General McKinney ließ den Hörer fallen. Er kam sich klein und unnütz vor. Er fühlte sich abseits stehen. Lange blickte er an sich herunter. Der Waffenrock, die Uniformhose, die Knöpfe, die Schulterstücke, die goldenen Sterne.

Ich bin Soldat, dachte er und richtete sich an diesem einen Wort auf. Ich bin ein Mensch, der gehorcht. Ich habe Vernunft, ich habe Ehre, ich habe Gewissen, ich habe sogar einmal gesagt, ich kenne die Liebe… warum weigere ich mich, Paersons Gedanken zu verstehen? Weil ich Soldat bin? Weil ich gehorche?

Er verließ das Schreibzimmer und ging hinüber in das Kasino der Wachtruppe.

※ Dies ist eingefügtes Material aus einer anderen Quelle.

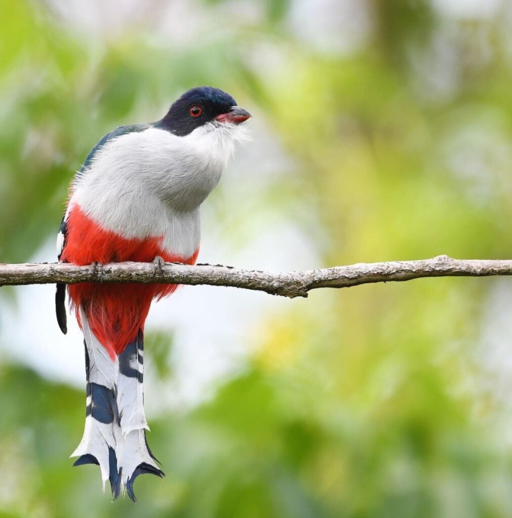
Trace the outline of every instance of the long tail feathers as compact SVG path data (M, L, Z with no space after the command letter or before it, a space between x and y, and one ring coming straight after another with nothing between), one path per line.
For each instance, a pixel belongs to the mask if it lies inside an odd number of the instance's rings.
M115 500L126 491L135 501L133 483L140 474L163 477L148 446L144 413L144 339L139 330L124 350L111 358L91 331L80 309L86 349L87 399L83 436L72 457L74 466L97 464L103 489L108 479Z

Lächelnd betrat er es, jovial, lustig, aber mit jener Verkrampfung im fröhlichen Ton, daß es schwer war, ihm die gehobene Stimmung zu glauben.

Er unterhielt sich mit den Offizieren, er spielte einige Runden Billard und erörterte die politische Lage. Er rauchte Zigarren und stieß mit den Offizieren mit einem Glas Whisky an.

So verging der Tag. Er schickte keine Detektive zu Professor Paerson, er befahl keinen Hausarrest, er bewachte ihn nicht.

Zum erstenmal in seinem Leben gehorchte er nicht einem Befehl.

Und er wußte nicht, warum er es tat. Er fühlte nur, daß es Menschen gab, die stärker waren als er. Stärker nicht mit der Waffe, sondern unbesiegbar in der Kraft ihrer Seele.

Menschen, die Angst hatten. Angst, die er nie kannte.

Es war eine neue Welt, in die er gekommen war.

Und diese Welt betäubte ihn.

In dieser Nacht im Kasino von Los Alamos sah man den General McKinney zum erstenmal in seinem Leben betrunken. Es war ein Festtag für die Offiziere, die ihn singend nach Hause brachten.